Tattoos on the Heart: The Power of Boundless Compassion
by Gregory Boyle
Here’s a more positive and upbeat book on my list! Gregory Boyle is a Jesuit priest who has spent more than twenty years running Homeboy Industries, a gang-intervention program in Los Angeles. His book is a collection of stories from his years of working with gang members and at-risk youth, and the lessons he learned from these experiences when it comes to Christianity, redemption, unconditional love, kindness, and patience. It’s both uplifting and tragic at times, and it’s a great book for anyone interested in a person who actually walks the walk and lives out their Christian faith every day, and the stories they have to tell.

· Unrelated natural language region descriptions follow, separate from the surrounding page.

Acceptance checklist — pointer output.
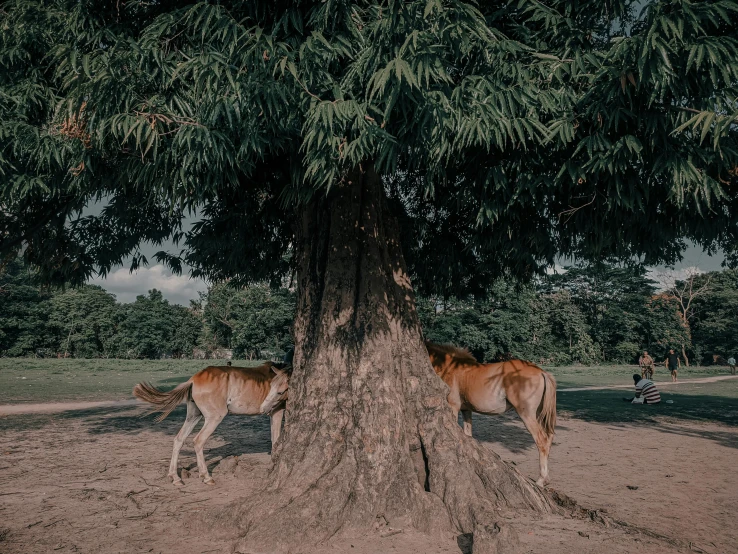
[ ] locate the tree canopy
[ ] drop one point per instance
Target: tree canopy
(506, 133)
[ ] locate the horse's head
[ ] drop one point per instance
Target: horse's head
(277, 391)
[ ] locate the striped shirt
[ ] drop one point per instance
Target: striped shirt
(648, 390)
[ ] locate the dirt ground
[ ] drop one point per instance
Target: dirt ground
(95, 481)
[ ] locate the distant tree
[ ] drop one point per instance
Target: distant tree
(366, 146)
(685, 292)
(145, 327)
(664, 326)
(569, 331)
(715, 314)
(24, 312)
(256, 320)
(511, 320)
(613, 300)
(187, 328)
(83, 321)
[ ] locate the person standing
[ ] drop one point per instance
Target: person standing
(673, 363)
(646, 363)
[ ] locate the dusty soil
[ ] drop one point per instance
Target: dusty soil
(95, 481)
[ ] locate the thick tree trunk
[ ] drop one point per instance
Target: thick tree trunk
(368, 431)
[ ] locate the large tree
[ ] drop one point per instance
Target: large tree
(362, 144)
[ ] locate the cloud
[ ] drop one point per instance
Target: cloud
(665, 278)
(178, 289)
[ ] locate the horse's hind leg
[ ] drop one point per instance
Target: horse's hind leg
(212, 420)
(193, 416)
(543, 442)
(467, 422)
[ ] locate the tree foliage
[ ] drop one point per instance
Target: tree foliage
(506, 132)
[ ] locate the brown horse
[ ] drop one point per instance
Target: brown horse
(496, 388)
(215, 392)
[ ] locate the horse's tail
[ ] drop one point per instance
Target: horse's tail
(165, 402)
(547, 413)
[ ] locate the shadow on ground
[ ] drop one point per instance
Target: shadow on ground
(243, 434)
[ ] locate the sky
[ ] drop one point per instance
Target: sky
(180, 289)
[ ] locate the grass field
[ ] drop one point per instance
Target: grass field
(668, 468)
(44, 380)
(38, 380)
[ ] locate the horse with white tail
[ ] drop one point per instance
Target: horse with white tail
(496, 388)
(215, 392)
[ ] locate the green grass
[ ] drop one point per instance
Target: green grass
(45, 380)
(690, 402)
(31, 380)
(583, 376)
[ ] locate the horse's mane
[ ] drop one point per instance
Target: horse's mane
(461, 355)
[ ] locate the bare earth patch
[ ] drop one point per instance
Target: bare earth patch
(95, 481)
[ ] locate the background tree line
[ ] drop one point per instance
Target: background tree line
(585, 314)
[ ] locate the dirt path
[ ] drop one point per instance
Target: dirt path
(659, 383)
(94, 480)
(55, 407)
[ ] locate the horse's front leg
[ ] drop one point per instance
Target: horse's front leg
(277, 417)
(467, 422)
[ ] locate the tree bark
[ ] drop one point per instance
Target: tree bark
(368, 433)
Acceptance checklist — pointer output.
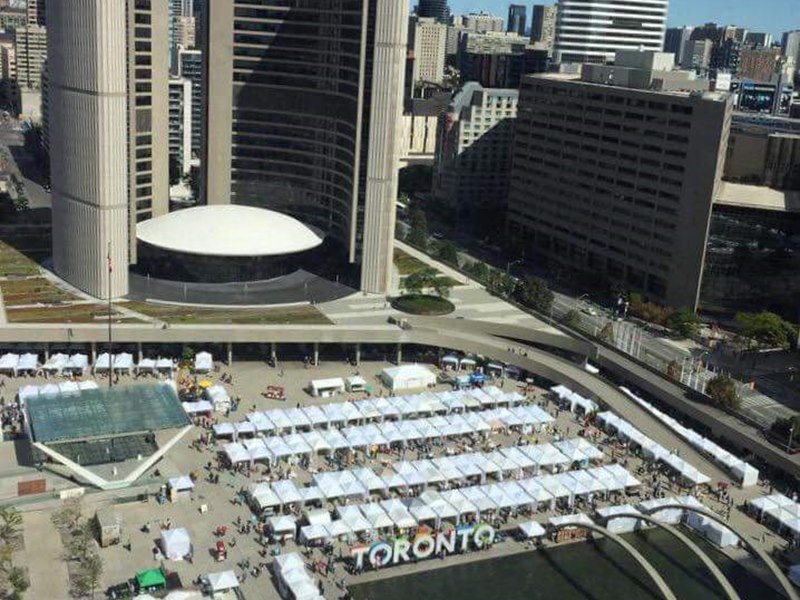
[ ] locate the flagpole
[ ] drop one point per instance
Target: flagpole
(110, 360)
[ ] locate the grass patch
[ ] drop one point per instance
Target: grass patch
(292, 315)
(15, 264)
(32, 291)
(423, 304)
(69, 313)
(406, 263)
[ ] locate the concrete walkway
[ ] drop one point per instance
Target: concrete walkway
(46, 569)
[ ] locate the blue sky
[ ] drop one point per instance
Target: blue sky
(773, 16)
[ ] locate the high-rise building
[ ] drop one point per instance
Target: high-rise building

The Wise Mind of H.I.M. Emperor Haile Sellassie I
by H.I.M. Emperor Haile Sellassie I
This was the first book I read this year, when I started reading again. I bought it at The Dub Club, a music venue in the hills above Kingston, Jamaica. It’s a common misconception that all Rastafari revere H.I.M. Emperor Haile Sellassie I as a reincarnation of Jesus Christ. That view would differ between individual Rastas, and would largely hinge on which Mansion (denomination) of Rastafari they followed. But all have respect and reverence for the Emperor as a great and wise man. This book is an edited collection of the Emperor’s public speeches, and the way they’ve been arranged makes this read almost like a mini-bible. A variety of topics are covered, from justice to education to religion to self-development and good character. It’s a quick read, but very enlightening and thought-provoking!
My list is a bit of everything, but so is life. Each person’s reading list is different and unique, which is what makes them interesting! If anyone out there is intrigued by one of my picks and reads it, I hope they’ll enjoy it and maybe find it helpful. Happy reading!